Brown and prickly sargassum algae threatens to suffocate eastern coast of Puerto Rico

(5 Aug 2025)
RESTRICTION SUMMARY:

++PART MUTE++

ASSOCIATED PRESS
Fajardo, Puerto Rico – 4 August 2025
1.⁠ ⁠Various aerials of sargassum floating in the water and boats docked
++MUTE++
2.⁠ ⁠Various of boat passing through the sargassum
3.⁠ ⁠SOUNDBI TE (Spanish) Farel Velázquez Cancel, Assistant Secretary for Conservation and Research, Puerto Rico Department of Natural and Environmental Resources (DRNA):
“The department has mobilized around several points in the eastern area to work with a significant influx of sargassum. At this time, in this case, we haven’t reached the Croabas area (eastern part of the island). The operation we’ll be carrying out here over the next two weeks is collecting sargassum using these two sargassum-type vessels we have behind us.”
4.⁠ ⁠Machinery for cleaning up the sargassum

ASSOCIATED PRESS
Loíza, Puerto Rico – 4 August 2025
5.⁠ ⁠Aerial of sargassum in water flooding a boat ++MUTE++
6.⁠ ⁠Machinery cleaning up the sargassum on the beach
7.⁠ Aerials of machinery cleaning up the sargassum on the beach ++MUTE++
8.⁠ ⁠Various of mechanical shovel loading sargassum onto trucks

STORYLINE:
The Department of Natural and Environmental Resources (DRNA) in Puerto Rico has started to remove the sargassum that’s threatening the country’s eastern coast.

Authorities said that although common in Puerto Rico at this time of year, the large amounts they are seeing this year requires immediate action.

Heavy machinery will be working for weeks to collect the sargassum floating in the water and use conveyors to transport it to shore, where a drying area has been set up.

The brown prickly algae is suffocating shorelines, including Fajardo, located on the eastern coast and a popular tourist destination known for its stunning beaches, marinas, and proximity to bioluminescent bays and nearby islands.
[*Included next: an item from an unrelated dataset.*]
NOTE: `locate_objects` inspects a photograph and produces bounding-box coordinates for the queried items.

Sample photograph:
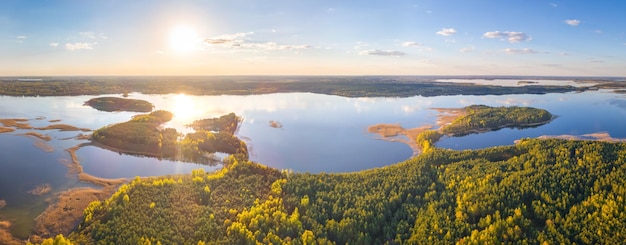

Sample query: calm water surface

[1,81,626,238]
Farel Velázquez Cancel, the Assistant Secretary for Conservation and Research, Puerto Rico Department of Natural and Environmental Resources (DRNA) said that the work to remove the sargassum would concentrate in several points of the eastern coast.
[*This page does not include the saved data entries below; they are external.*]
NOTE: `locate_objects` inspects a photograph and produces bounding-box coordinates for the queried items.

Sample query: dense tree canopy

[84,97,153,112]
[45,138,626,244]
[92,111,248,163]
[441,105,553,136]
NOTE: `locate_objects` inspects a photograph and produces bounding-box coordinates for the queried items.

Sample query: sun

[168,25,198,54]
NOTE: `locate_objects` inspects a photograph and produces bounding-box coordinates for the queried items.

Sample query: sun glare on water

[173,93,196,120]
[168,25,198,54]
"The operation we’ll be carrying out here over the next two weeks is collecting sargassum using these two sargassum-type vessels we have behind us," he said.

A record amount of sargassum has been observed piling up across the Caribbean and nearby areas since May, according to a new report.

In May this year, the 38 million metric tons of sargassum was the largest amount of algae observed across the Caribbean Sea, the western and eastern Atlantic, and the Gulf of Mexico since scientists began studying the Great Atlantic Sargassum Belt in 2011, according to a report published by the University of South Florida’s Optical Oceanography Lab.